Remember that some pools advertise “0% fee” but add a 2% donation or higher payout thresholds. Always read the small print. The pools we recommend are transparent about their costs. For a deeper understanding of how different pools compare to traditional BTC pool structures, you can study the Bitcoin section of MiningPoolStats — the same economic principles apply to Kaspa, just with faster blocks.
How to Start Mining Kaspa – Step-by-Step for US Residents
Ready to begin? Follow this commercial-grade setup guide. You will need an IceRiver ASIC miner, a Kaspa wallet, and an account (or just worker config) on your chosen pool.
- Buy or rent an IceRiver KS series miner — order from US-based distributors (delivery 2–5 days). Popular models: KS3 (8 TH/s) or KS5 Pro (15 TH/s).
- Set up a Kaspa wallet — download Kaspium (mobile) or use a web wallet from a trusted exchange like Uphold or Kraken (both support KAS in 2026).
- Choose your pool — we recommend ViaBTC for beginners (user-friendly interface) or WoolyPooly for lowest fees.
- Configure your ASIC — enter the pool’s stratum URL and port, set your wallet address as the username, and leave password empty or use “x”.
- Monitor for 24 hours — check the pool’s dashboard for your average hashrate and estimated daily earnings. Adjust fan settings if needed.
Within the first day, you will see your first payouts if you reached the threshold. Most pools allow you to lower the payout threshold manually (e.g., to 5 KAS) but may charge a small transaction fee. For US tax purposes, keep a log of all payouts — every KAS received is taxable income at fair market value. Use crypto tax software like CoinTracking or Koinly for automatic import.
Pro tip for US miners: Many pools let you withdraw to an exchange wallet directly. Set your payout address to your exchange’s KAS deposit address to save one transaction fee. But always test with a small amount first.

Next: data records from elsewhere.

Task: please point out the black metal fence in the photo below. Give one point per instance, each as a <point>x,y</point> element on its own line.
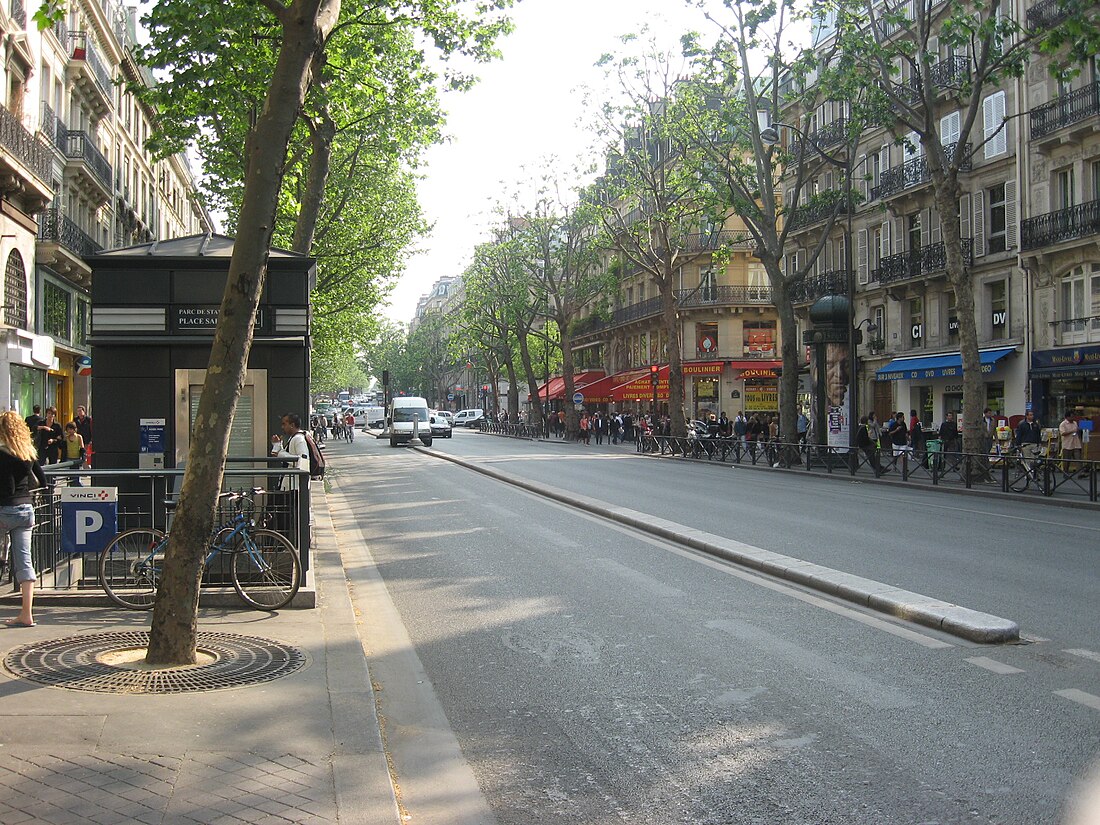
<point>1010,473</point>
<point>143,501</point>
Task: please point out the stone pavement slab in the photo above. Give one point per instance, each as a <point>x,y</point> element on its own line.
<point>304,748</point>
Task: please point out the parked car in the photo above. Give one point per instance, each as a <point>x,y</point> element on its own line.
<point>469,417</point>
<point>440,427</point>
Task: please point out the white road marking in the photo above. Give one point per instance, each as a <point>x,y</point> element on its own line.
<point>1080,697</point>
<point>1084,653</point>
<point>993,666</point>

Finally, remember that the mining landscape changes. A pool that is best today might increase fees or suffer technical issues. That’s why MiningPoolStats exists — we provide real-time, unbiased data on hashrate, fees, and pool uptime. Bookmark our Kaspa page and check back weekly. And don’t hesitate to switch pools if you see a better offer; modern ASICs make reconfiguration a two-minute job.

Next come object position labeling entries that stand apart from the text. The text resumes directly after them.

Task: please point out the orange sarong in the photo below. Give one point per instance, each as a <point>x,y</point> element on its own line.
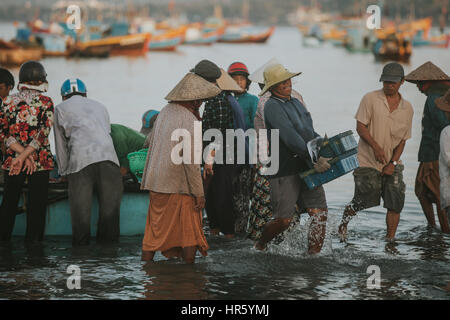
<point>172,224</point>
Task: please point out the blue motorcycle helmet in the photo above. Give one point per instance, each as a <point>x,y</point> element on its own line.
<point>71,86</point>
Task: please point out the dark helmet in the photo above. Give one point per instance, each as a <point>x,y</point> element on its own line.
<point>32,71</point>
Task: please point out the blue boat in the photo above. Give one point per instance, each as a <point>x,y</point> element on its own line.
<point>133,212</point>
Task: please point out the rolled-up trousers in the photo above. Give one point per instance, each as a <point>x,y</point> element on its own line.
<point>104,178</point>
<point>36,205</point>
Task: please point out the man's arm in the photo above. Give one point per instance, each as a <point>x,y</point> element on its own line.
<point>445,146</point>
<point>389,168</point>
<point>363,132</point>
<point>62,150</point>
<point>291,138</point>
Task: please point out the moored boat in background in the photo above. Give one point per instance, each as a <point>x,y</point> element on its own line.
<point>246,34</point>
<point>13,55</point>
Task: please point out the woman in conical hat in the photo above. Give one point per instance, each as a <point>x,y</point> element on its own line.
<point>433,82</point>
<point>443,104</point>
<point>223,112</point>
<point>174,222</point>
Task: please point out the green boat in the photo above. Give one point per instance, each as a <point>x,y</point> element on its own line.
<point>133,211</point>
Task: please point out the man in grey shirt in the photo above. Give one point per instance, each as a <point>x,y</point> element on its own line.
<point>288,115</point>
<point>86,156</point>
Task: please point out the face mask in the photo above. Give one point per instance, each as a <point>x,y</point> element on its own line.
<point>42,87</point>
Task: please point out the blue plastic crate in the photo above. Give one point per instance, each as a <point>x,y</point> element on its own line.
<point>341,165</point>
<point>338,145</point>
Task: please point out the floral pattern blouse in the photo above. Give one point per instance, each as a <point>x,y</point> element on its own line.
<point>27,118</point>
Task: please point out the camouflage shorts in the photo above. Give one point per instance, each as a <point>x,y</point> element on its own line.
<point>371,186</point>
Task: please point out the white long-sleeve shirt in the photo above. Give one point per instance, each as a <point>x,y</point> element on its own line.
<point>82,134</point>
<point>444,167</point>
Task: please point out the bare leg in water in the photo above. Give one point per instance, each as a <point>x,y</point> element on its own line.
<point>427,207</point>
<point>349,213</point>
<point>316,233</point>
<point>187,253</point>
<point>317,229</point>
<point>443,219</point>
<point>147,255</point>
<point>392,220</point>
<point>271,230</point>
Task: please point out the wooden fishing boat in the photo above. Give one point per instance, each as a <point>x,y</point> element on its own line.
<point>133,212</point>
<point>441,41</point>
<point>12,55</point>
<point>246,35</point>
<point>53,45</point>
<point>133,45</point>
<point>90,52</point>
<point>202,36</point>
<point>169,44</point>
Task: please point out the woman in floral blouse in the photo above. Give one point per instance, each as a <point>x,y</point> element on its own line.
<point>25,123</point>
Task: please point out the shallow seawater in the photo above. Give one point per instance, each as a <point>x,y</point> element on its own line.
<point>332,83</point>
<point>233,269</point>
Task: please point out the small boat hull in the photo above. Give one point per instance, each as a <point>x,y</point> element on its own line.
<point>165,44</point>
<point>133,216</point>
<point>247,38</point>
<point>13,56</point>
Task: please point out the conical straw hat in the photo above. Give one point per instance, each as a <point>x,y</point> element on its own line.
<point>227,83</point>
<point>193,87</point>
<point>443,102</point>
<point>276,74</point>
<point>427,72</point>
<point>258,75</point>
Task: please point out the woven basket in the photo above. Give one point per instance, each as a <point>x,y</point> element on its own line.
<point>137,162</point>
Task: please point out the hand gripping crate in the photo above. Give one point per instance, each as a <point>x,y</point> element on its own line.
<point>340,165</point>
<point>338,145</point>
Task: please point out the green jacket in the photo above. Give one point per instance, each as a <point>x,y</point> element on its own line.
<point>125,141</point>
<point>433,122</point>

To sum up: Kaspa mining in 2026 is a profitable venture if you combine efficient IceRiver ASICs with a well-chosen pool. ViaBTC offers versatility and a trusted name. WoolyPooly wins on low fees and fast payouts. EMCD delivers enterprise security. Evaluate your own scale, risk appetite, and technical skills, then make your choice. Start mining today, and you’ll see why KAS remains a favorite among US-based commercial miners.